Boeing has made the ability to accommodate so-called hosted payloads from the U.S. government as a key selling point for its 702MP product line. The first of the four Intelsat satellites is carrying a UHF-band payload for the Australian Defence Force.
Inmarsat also is looking for a partner to agree to a prelaunch commitment for part of the Ka-band payloads’ coverage of landmasses, according to one industry official.
Inmarsat Chief Executive Andrew Sukawaty has been saying for several months that the company was crafting a strategy to keep ahead of a market that increasingly wants high bandwidth at relatively low prices, neither of which plays to the strengths of Inmarsat’s current L-band spacecraft.
Already, companies best known for providing satellite bandwidth for television, including SES, Intelsat and Eutelsat, are nibbling at the perimeter of Inmarsat’s market to provide broadband to maritime users using Ku-band.
Whether these Ku-band terminals placed on ships pose a near-term threat to Inmarsat’s business is a subject of debate in the industry.
Paris-based Eutelsat and the two principal U.S. providers of satellite-delivered broadband — Hughes Communications of Germantown, Md., and ViaSat Corp. of Carlsbad, Calif. — are all building Ka-band satellites for mainly land-based customers, but the satellites will have at least some Atlantic Ocean coverage.
Industry officials said the contract negotiations with Boeing followed a competitive bidding round that included Astrium Satellites of Europe, which built Inmarsat’s current fleet of Inmarsat-4 satellites and is building the large AlphaSat spacecraft for Inmarsat, to be launched in 2012, which will provide additional L-band spectrum to Inmarsat; Space Systems/Loral of Palo Alto, Calif., which is building the ViaSat and Hughes all-Ka-band satellites; and Thales Alenia Space of France and Italy, which had been scheduled to build Inmarsat’s S-band Europasat mobile communications satellite before that project was put on hold.
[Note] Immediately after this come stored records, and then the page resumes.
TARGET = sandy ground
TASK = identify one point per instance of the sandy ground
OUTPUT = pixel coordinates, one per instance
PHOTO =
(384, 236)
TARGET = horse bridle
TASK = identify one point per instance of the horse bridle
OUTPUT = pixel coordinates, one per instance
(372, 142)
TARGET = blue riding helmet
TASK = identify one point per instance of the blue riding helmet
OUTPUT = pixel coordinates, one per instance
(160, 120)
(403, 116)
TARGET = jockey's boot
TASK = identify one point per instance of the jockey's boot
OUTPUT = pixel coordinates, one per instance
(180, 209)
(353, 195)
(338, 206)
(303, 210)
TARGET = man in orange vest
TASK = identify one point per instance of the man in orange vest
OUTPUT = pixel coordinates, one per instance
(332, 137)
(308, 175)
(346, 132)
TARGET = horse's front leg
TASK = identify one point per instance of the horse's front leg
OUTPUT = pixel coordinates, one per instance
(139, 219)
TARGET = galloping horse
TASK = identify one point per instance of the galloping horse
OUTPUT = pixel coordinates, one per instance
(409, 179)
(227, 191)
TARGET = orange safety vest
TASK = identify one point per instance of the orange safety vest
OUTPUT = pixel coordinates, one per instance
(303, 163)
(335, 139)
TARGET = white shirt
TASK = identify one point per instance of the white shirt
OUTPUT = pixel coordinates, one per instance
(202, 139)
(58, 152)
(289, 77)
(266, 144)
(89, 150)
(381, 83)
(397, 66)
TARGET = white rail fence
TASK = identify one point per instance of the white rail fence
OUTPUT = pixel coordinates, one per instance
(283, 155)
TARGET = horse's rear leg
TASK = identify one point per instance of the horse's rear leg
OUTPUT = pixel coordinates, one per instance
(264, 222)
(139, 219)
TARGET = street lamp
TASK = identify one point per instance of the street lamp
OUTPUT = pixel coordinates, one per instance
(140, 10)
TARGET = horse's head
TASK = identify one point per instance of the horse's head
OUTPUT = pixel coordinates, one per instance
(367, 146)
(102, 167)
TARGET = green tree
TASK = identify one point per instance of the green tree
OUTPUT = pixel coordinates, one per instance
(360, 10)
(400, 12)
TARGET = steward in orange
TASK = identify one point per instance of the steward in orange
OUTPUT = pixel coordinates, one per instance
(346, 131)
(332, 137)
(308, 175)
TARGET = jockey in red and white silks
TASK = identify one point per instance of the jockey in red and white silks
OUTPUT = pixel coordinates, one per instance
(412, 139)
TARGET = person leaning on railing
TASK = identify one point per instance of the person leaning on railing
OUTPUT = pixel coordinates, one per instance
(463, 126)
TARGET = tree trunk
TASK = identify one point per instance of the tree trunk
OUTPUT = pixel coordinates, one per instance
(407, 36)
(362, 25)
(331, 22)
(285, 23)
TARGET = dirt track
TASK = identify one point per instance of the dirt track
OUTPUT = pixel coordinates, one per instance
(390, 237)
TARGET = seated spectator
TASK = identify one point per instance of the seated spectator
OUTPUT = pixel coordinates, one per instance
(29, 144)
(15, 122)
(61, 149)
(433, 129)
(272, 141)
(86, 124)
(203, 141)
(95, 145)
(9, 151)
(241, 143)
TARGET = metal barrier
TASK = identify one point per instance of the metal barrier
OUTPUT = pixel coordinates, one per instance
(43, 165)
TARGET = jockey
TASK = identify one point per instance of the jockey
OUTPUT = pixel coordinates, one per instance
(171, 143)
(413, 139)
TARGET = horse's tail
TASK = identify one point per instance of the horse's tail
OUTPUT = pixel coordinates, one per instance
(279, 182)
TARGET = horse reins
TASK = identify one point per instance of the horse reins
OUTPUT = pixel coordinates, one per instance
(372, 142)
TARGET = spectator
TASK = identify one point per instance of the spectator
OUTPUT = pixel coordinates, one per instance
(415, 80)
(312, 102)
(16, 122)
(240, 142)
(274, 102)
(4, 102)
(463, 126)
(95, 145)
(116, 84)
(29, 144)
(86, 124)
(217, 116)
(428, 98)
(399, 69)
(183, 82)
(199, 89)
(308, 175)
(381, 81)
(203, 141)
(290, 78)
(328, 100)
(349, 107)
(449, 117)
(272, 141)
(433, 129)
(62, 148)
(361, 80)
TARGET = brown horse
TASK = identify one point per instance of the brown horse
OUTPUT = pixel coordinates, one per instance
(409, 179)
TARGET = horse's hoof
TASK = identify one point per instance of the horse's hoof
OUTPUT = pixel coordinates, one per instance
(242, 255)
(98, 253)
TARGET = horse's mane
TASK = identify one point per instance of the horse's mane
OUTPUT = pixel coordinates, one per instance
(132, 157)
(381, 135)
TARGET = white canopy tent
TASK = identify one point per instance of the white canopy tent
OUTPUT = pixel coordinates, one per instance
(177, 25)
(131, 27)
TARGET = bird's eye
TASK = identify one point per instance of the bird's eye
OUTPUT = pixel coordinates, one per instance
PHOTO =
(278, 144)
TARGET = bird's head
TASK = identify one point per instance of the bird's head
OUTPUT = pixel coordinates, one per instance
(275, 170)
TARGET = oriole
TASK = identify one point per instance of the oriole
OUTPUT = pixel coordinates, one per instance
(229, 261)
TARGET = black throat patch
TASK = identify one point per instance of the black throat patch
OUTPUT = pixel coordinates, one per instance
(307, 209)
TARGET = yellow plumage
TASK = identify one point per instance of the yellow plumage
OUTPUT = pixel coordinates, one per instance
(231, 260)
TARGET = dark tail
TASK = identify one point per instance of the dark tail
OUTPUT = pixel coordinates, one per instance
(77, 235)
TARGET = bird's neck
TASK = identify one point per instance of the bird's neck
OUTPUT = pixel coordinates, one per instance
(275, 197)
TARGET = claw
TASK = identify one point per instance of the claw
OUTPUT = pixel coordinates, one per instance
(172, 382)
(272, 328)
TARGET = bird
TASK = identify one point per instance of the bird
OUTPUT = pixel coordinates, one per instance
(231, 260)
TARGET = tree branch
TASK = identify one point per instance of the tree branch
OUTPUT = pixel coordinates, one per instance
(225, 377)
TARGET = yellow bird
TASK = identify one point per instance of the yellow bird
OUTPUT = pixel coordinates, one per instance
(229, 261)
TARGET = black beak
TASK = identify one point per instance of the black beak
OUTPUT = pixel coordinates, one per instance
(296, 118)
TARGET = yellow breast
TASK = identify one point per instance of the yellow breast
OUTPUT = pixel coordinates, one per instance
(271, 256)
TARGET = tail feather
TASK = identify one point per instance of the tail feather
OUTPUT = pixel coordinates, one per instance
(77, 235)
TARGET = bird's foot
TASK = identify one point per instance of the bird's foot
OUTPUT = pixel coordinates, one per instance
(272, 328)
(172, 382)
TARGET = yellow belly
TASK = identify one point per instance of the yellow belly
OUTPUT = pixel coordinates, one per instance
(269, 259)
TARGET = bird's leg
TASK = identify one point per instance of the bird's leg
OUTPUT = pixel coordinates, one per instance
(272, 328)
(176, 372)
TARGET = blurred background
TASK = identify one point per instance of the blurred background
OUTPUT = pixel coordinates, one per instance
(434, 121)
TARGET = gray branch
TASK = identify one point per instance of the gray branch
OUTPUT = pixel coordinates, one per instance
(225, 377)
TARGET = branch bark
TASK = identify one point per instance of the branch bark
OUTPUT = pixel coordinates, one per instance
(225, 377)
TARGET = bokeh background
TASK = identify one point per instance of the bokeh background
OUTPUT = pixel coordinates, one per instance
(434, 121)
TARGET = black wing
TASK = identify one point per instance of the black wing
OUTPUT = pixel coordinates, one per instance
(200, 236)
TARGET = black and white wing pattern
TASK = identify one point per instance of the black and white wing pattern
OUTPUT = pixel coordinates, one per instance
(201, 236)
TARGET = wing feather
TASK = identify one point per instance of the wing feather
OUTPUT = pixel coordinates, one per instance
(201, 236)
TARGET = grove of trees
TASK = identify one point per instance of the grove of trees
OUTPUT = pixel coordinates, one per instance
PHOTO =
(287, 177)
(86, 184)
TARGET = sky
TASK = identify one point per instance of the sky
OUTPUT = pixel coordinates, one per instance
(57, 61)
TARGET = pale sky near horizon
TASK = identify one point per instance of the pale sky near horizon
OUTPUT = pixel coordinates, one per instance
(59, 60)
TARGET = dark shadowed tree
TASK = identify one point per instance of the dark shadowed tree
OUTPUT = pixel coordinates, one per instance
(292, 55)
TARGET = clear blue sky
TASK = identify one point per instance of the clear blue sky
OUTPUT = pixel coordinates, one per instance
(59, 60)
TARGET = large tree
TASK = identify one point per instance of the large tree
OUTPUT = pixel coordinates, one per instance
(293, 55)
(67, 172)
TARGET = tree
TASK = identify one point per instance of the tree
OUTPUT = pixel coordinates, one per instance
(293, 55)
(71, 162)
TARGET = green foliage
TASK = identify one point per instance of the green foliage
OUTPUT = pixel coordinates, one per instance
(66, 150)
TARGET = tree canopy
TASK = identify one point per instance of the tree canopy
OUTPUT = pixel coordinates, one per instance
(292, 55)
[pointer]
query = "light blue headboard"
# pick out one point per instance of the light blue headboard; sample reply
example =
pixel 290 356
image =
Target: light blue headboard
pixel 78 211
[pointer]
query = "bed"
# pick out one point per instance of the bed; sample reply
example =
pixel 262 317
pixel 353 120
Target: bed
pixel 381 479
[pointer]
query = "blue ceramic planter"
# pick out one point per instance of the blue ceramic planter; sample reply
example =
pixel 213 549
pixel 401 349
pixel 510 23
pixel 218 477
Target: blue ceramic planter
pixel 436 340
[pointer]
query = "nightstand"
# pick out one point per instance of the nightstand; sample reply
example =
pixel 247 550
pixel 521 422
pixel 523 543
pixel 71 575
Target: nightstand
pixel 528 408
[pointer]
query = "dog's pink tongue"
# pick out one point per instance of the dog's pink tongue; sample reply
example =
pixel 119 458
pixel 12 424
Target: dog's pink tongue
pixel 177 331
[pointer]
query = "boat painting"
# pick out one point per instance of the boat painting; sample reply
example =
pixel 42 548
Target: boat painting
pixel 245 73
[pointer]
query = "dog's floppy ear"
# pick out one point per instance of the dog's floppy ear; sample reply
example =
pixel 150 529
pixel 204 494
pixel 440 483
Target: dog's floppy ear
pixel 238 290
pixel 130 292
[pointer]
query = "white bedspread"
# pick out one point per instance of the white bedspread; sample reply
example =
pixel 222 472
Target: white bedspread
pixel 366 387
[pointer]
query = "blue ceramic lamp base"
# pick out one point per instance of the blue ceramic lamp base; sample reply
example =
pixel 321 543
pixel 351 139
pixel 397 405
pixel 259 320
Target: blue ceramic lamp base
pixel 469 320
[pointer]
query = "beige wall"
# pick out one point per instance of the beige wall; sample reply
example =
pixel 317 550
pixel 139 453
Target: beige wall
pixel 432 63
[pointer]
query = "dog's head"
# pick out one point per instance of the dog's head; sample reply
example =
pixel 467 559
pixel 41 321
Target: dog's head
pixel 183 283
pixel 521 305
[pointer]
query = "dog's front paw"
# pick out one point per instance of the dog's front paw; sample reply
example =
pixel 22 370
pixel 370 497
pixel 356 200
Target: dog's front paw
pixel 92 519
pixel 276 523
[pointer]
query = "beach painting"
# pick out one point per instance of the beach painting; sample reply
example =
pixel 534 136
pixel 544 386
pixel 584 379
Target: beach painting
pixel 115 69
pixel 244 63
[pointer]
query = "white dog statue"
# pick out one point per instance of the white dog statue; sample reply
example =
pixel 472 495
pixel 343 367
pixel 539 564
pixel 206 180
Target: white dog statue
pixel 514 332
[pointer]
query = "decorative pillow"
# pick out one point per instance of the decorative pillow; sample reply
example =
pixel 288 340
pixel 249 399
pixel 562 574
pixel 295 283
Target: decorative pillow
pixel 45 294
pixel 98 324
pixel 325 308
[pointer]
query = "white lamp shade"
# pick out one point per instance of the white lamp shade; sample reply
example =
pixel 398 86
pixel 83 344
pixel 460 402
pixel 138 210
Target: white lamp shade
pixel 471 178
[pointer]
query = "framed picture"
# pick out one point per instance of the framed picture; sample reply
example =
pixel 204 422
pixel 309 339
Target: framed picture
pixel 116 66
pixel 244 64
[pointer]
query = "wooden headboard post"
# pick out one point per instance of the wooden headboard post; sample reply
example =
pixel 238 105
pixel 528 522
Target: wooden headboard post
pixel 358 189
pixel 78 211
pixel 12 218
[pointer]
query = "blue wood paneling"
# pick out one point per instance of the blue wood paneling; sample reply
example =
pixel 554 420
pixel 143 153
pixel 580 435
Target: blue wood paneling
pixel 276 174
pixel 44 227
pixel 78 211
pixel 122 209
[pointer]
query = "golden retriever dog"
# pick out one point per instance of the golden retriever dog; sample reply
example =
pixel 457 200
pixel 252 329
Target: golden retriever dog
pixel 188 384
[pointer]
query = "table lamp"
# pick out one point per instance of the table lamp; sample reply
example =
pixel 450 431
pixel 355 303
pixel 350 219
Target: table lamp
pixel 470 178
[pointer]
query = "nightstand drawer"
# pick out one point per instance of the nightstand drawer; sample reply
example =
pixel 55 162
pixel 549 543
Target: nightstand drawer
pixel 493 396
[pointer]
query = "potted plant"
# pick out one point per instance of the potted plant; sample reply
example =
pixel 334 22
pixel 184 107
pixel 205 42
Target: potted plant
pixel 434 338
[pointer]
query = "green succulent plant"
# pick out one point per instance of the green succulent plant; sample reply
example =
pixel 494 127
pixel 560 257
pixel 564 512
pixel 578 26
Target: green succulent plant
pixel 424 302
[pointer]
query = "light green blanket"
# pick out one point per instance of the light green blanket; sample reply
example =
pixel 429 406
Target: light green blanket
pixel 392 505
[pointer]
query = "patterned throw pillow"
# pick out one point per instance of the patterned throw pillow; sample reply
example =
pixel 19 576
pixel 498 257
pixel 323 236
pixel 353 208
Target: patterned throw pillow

One industry official said Inmarsat had selected Thales Alenia Space and Boeing as finalists for the contract before entering “preferred bidder” negotiations with Boeing. The contract is for three satellites — enough to provide global coverage except for the polar regions — with an option for a fourth satellite to be built as a spare. Each spacecraft is expected to weigh at least 5,000 kilograms at launch, with a four-satellite deal to be valued at between $500 million and $600 million.
Launching and insuring three of the satellites would bring the program’s total value to around $1 billion.
Inmarsat spokesman Christopher McLaughlin said July 2 that the company would have no comment on “market speculation.”